TEHRAN (Tasnim) – Bahrain Watch, a rights advocacy group, filed a complaint with the United Nations against South Korea for providing Bahrain’s Al Khalifa regime with huge numbers of tear gas canisters.

Bahrain Watch Files Complaint against S. Korea for Tear Gas Sales

In the complaint field on Tuesday, the UN officials are requested to act immediately to block the path for shipment of the gas canisters to Bahrain, arguing that they can be used in suppressing antigovernment demonstrations in the country.

Also, a large number of Korean activists gathered in front the South Korean foreign ministry to show their opposition to sending tear gas to countries such as Saudi Arabia and Turkey , and announced their support for the complaint against the sales of tear gas to Al Khalifa regime.

Bahrain Watch is leading a campaign called "Stop the Shipment" amid fears a South Korean company, DaeKwang Chemical, is considering supplying some 1.5 million rounds of tear gas to Bahrain.

In late November, a legal team of British and American human rights lawyers, solicitors and barristers, assembled by advocacy organization Bahrain Watch, announced that it was taking legal action to prevent a Korean company from supplying the Bahraini government with more than 1.6 million rounds of tear gas.

The team filed a formal complaint with the Organisation for Economic Cooperation and Development (OECD) National Contact Point (NCP) in Korea against Dae Kwang Chemical Corporation, the company believed to be originating the shipment. 

Dae Kwang has admitted to supplying approximately 1 million tear gas canisters to Bahrain in 2011-2012, and the Korean National Police Agency told Amnesty Korea that over 1.5 million tear gas units have been exported to Bahrain since 2011.

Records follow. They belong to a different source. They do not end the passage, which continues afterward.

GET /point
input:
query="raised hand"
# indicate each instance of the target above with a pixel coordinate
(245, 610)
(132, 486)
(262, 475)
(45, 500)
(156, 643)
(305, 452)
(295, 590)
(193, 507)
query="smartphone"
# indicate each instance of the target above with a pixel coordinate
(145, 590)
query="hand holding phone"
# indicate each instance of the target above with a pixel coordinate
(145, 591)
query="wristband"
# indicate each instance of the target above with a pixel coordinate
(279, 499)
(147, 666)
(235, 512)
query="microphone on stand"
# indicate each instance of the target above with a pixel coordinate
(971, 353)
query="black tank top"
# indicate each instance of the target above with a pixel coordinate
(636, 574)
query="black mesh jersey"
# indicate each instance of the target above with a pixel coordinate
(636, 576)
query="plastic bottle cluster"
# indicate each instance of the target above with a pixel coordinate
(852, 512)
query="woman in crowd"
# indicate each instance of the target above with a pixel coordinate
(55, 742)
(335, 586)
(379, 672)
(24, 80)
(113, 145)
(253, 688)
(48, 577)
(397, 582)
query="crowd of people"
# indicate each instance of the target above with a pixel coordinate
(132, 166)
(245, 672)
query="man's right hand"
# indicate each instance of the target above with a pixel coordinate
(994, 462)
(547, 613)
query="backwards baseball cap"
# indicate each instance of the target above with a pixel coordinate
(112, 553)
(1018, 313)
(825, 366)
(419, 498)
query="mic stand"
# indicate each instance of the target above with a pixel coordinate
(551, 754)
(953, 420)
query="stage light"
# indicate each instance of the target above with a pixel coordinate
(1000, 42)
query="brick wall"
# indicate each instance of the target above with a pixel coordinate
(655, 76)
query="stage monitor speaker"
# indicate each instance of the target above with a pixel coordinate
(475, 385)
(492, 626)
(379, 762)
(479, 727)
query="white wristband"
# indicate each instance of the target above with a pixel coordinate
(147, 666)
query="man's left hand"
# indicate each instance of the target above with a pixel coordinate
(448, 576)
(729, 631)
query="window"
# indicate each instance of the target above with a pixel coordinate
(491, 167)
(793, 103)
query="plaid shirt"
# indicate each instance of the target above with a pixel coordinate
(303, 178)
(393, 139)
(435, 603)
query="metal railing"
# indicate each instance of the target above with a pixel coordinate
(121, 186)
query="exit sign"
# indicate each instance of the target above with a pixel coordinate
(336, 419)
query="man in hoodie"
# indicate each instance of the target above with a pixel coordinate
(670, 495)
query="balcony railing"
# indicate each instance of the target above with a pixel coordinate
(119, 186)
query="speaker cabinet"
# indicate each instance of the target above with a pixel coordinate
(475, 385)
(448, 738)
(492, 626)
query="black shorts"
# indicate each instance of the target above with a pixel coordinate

Last year, the New York-based rights group Physicians for Human Rights documented reports of women miscarrying after frequently being exposed to tear gas, as well as cases of deaths from respiratory illnesses.

Human Rights Watch said in October that Bahraini security forces had “repeatedly used tear gas disproportionately and sometimes unlawfully in suppressing antigovernment demonstrations” since 2011, when protests against Bahrain’s monarchy erupted as part of the wave of uprisings sweeping the Middle East.

Tear gas misuse “has been implicated in more than a dozen deaths and serious injuries,” the group said.

The warning came after Bahrain Watch released documents showing what the group said was a public tender for 1.6 million tear gas shells, 90,000 tear gas grenades and 145,000 sound and flash grenades. The tender, dated June 16, was issued by Bahrain’s ministry of interior, which oversees the riot police.